The opening story A Certain Degree of Ownership is short, dark, brutal and wicked. Echoing JD Salinger’s infamous shocker A Perfect Day for Bananafish, Carson masterfully lulls her readers into a false sense of security before delivering the knockout blow with devastating impact. We are given a day at the beach, a laconic narrator half-musing on her marriage, a young family disturbing the narrator’s ambiguous tranquility, before the final sudden ratcheting of tension that would make all but Alfred Hitchcock wince.
In Trouble the Water Carson tows the line between absurdity and ordinariness, between comedy and tragedy with the seasoned expertise of someone in complete control of their craft. The story follows a group of elderly women from East Belfast who catch wind of a miracle being performed down at their local swimming pool. Hoping for spiritual intervention into their troubled lives, the women’s friendship slowly starts to fracture as each of them compete for divine reward. "She’d done her best to help Bill," Carson writes. "Or had she? Perhaps some selfish part of her had wanted the miracle for herself. Her body had rushed ahead of her good intentions, all fourteen and a half stone of it."
The writing here is often reminiscent of Lorrie Moore or George Saunders, though Carson’s deployment of high register comedy over the devastating machinations of everyday life has a flavour all its own. To tag Quickly... as magical realism—as people have been wont to do with Carson’s writing in the past—is to miss the point. There is no clear genre at play here other than good storytelling. Magical realism is too often grasped at by critics who fail to understand the imaginative thrust of an individual author populating their own world with individual characteristics. Spaces full of mystery and colour and compassion sourced from the strangest of places, as in life itself, which have a tendency to confuse anyone not paying full attention to the craft. Carson’s new collection is a beautiful reminder that even the smallest of worlds can be filled with weirdness. And what may at first read like heightened displacement is merely the most accurate reflection of what it feels like to be alive.
Here, realism abounds in its purest form; characters who stand in—not as political ciphers or tragicomic archetypes—but as genuine people with genuine oddball quirks.
Nor should any of this be mistaken for mere whimsy. The binding force at the centre of Quickly, While They Still Have Horses is Carson’s deep affinity for place and the curiously disordering effect that the concept of home sometimes engenders. Carson’s characters are as sharp and acerbic in their strangeness as they are funny or extraordinary.

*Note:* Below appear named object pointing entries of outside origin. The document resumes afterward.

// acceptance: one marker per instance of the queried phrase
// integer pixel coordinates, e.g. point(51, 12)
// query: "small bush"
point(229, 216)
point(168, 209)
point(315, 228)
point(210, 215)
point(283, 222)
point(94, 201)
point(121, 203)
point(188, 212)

The northern landscape she depicts is as steeped in the lurking potential for violence as anything by her namesake, Ciaran Carson. Stories like Grand So can’t help but call to mind the feverish noir of a poem like Turn again from the elder Carson’s 1989 collection Belfast Confetti: "When someone asks me where I live, I remember where I used to live. / Someone asks me for directions, and I think again." Jan’s, too, is a voice to cherish; one which continues to weave a bright and colourful thread through the patchwork quilt of modern Irish writing.
Quickly, While They Still Have Horses is published by Transworld.